Йере нерешительно откусил кусочек. Будучи прирожденным пацифистом, он тоже чувствовал отвращение к крови.
– Как их готовят?
– Из крови и ржаной муки.
– Я спрашиваю, кто?
– Аманда Мяхкие из Гармоники.
– Ага, Аманда! – воскликнул Йере.
– Ну и что?
– Ничего.
В этот момент их беседу прервал тонкий голосок, исходивший из-за ближайшего куста.
– Дорогие господа, если разрешите, то я составлю вам на минуту компанию. Не возражайте, ибо все гипотезы являются спекулятивными…
Перед Суомалайненами с глубоким поклоном появился Малышка Лехтинен. В блюде у Йере оставался еще один блин. Он попытался спрятать его куда-нибудь, но, не найдя подходящего места, сунул во внутренний карман пиджака.
Отец и сын сидели на лужайке словно невинные агнцы и смотрели на хилого, крошечного мужичонку, который держал под мышкой грубо сделанную мандолину. Малышке Лехтинену дали недельный отпуск. Он являлся подопечным лицом волостных властей, которого иногда отпускали из дома призрения для встреч со знакомыми. Когда-то он играл на скрипке в составе квартета в одном из кинотеатров, сопровождая музыкой немые фильмы.
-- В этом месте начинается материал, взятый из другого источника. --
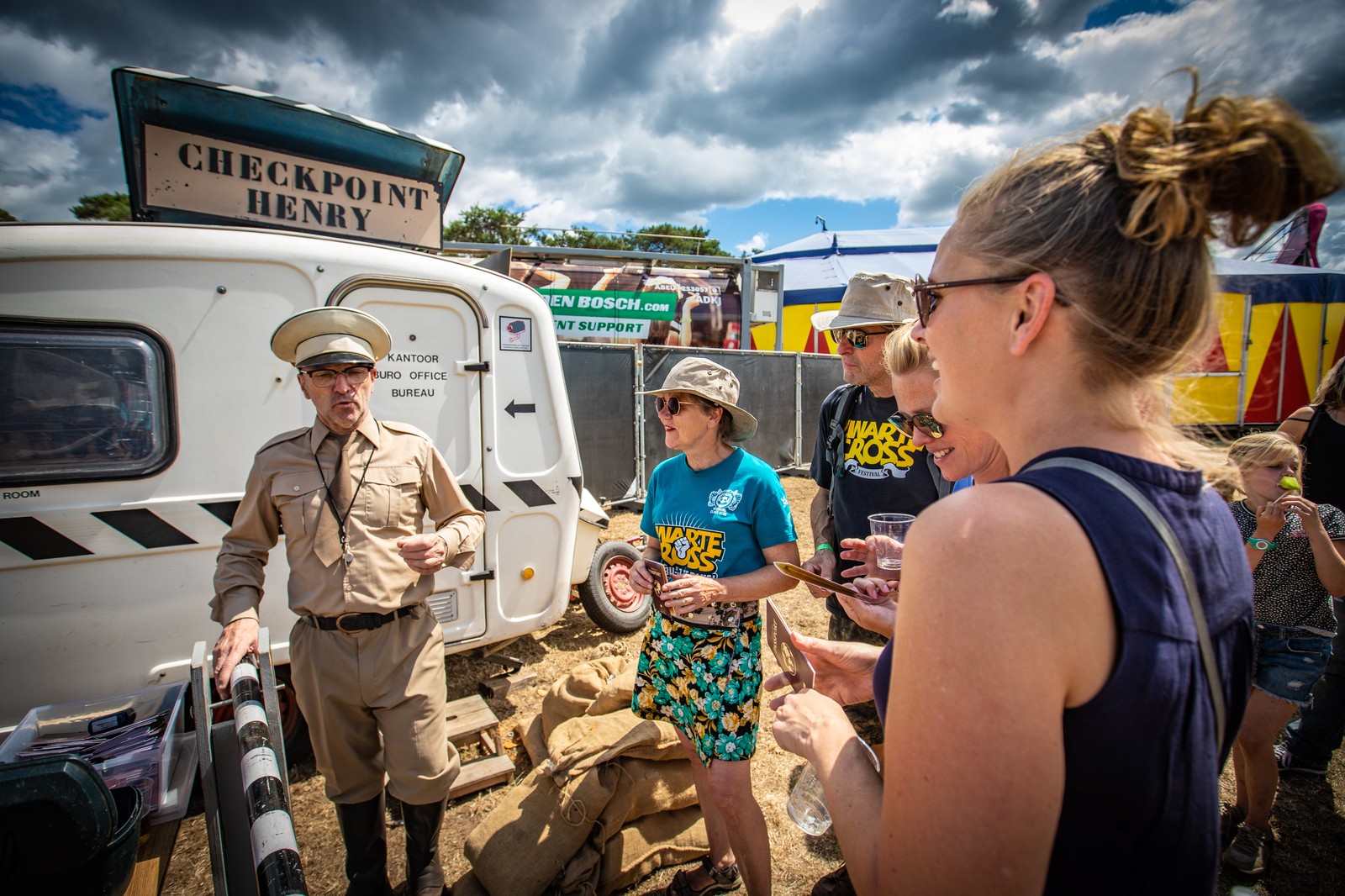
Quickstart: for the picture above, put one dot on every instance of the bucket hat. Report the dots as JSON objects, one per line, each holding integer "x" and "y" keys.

Затем пришло время звукового кино, и маленький музыкант испытал впервые затемнение в мозгах. Он стал уличным музыкантом, сменил скрипку на мандолину и принялся сочинять песни. В поэзии, как правило, рассудок ждет, чтобы кто-нибудь поинтересовался, есть ли он на самом деле. В случае с Аехтиненом разумом поинтересовались власти, и его уличный бизнес на этом закончился.
– Прошу прощения, уважаемые господа. Прекрасное вечернее настроение располагает к музыке. Я всегда делаю различие между музыкальной и логическо-грамматической сторонами языка. Разрешите присесть?